Morihei Ueshiba was born in the small port town of Tanabe (present-day Wakayama Prefecture) on December 14, 1883. Known as O-Sensei or "Great Teacher" to aikido practitioners worldwide, Morihei Ueshiba is credited with developing Japan's spiritual martial art. Having a weak constitution as a child, Ueshiba set out to develop his body and eventually became known for his great strength.

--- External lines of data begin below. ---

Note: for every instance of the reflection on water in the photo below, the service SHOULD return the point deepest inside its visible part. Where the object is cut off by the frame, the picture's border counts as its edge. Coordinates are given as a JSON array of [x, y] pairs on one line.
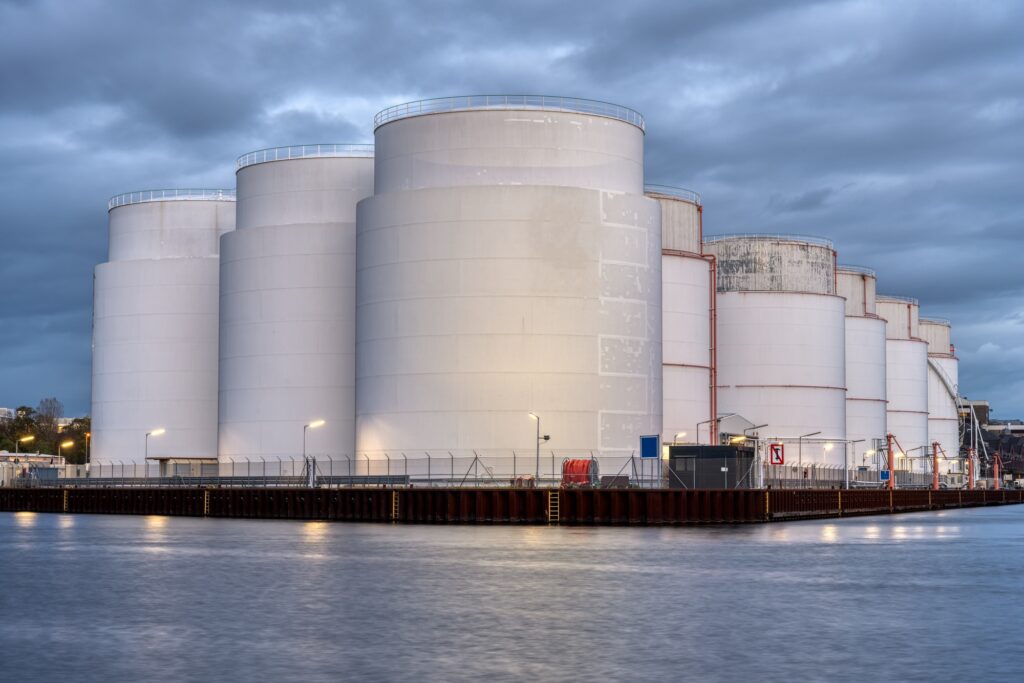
[[100, 598]]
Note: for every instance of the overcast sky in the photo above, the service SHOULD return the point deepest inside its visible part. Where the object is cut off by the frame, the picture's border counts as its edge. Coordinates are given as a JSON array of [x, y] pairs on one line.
[[893, 128]]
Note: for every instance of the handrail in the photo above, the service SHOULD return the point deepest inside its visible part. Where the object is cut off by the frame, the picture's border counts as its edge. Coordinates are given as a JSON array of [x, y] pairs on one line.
[[677, 193], [806, 239], [467, 102], [142, 196], [856, 268], [304, 152], [892, 297]]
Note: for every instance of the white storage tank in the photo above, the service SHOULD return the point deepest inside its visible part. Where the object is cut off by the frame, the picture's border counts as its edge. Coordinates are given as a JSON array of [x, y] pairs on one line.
[[943, 379], [686, 303], [288, 303], [906, 381], [781, 341], [508, 264], [155, 327], [865, 363]]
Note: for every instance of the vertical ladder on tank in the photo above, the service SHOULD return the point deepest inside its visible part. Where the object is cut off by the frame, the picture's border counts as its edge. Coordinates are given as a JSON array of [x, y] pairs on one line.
[[553, 501]]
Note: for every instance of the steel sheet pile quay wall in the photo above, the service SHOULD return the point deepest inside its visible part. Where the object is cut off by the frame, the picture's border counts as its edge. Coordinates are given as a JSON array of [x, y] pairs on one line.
[[685, 313], [943, 380], [508, 263], [502, 506], [781, 340], [865, 361], [155, 326], [288, 303], [906, 380]]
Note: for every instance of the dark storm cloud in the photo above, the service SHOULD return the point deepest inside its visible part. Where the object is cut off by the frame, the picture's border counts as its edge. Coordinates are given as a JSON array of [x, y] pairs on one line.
[[893, 129]]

Although exposed to various martial disciplines from an early age, Morihei Ueshiba's first formal martial arts study was with the Tenjin Shin'yo-ryu Jujutsu under Tokusaburo Tozawa in 1901 at age 17. Shortly after he began training, Ueshiba contracted Beriberi and was forced to leave Tokyo, returning home to Tanabe.

In 1903, Ueshiba enlisted in the 61st Army Infantry Regiment of Wakayama and served during the Russo-Japanese war. During the war, he began studying Goto-ha Yagyu Shingan-ryu Jujutsu from Masakatsu Nakai (from 1903 to 1908) and trained in Jukenjutsu (bayonet techniques). In 1911, he studied judo under Kiyoichi Takagi and in 1915 met Sokaku Takeda of the Daito-ryu.

Upon meeting Sokaku Takeda, Ueshiba devoted himself to learning the secrets of Daito-ryu and later became known as one of Takeda's most distinquished students. Much has been said of the connection between Daito-ryu and Ueshiba's aikido, but it has become quite clear that the main technical influence on aikido was the teachings of Sokaku Takeda.

Morihei Ueshiba was a devout student of Sokaku Takeda from 1915 to 1937 and received the following Daito-ryu scrolls: Hiden Mokuroku, Hiden Ogi, and Goshin'yo no te. In September 1922, Sokaku Takeda awarded Morihei Ueshiba with the Kyoju Dairi (teaching license) and a densho (transmission scroll) in Shinkage-ryu Heiho (sword).

Over the next several years, Ueshiba taught Daito-ryu under the watchful eye of Sokaku Takeda. In April 1931, Morihei Ueshiba opened the Kobukan dojo in Ushigome, Wakamatsu-cho, where he taught what he referred to as "aikibudo." In 1932, he co-founded the Dai Nihon Budo Sen'yokai in Ayabe with Omoto-kyo leader Onisaburo Deguchi. Becoming more influenced by the philosophical teachings of the Omoto religion, Ueshiba no longer referred to his martial art as Daito-ryu and began to identify his teachings with alternative names such as "Aioi ryu aikijujutsu." In 1933, Morihei Ueshiba accepted an invitation from Takuma Hisa to teach martial arts at the Asahi Shimbun located in Osaka. From 1933 to 1936, Ueshiba taught jujutsu at the Asahi Shimbun and referred to his art as "Dai-Nihon Asahi ryu jujutsu."

Eventually altering the teachings of Sokaku Takeda, Morihei Ueshiba went on to create a new martial art, grounded in the technical teachings of the Daito-ryu, but influenced by the teachings of Onisaburo Deguchi. In 1942 Morihei Ueshiba sent Minoru Hirai to the Dai Nihon Butokukai (The Greater Japan Martial Virtues Society) as a representative of the Kobukan dojo where the name aikido was established.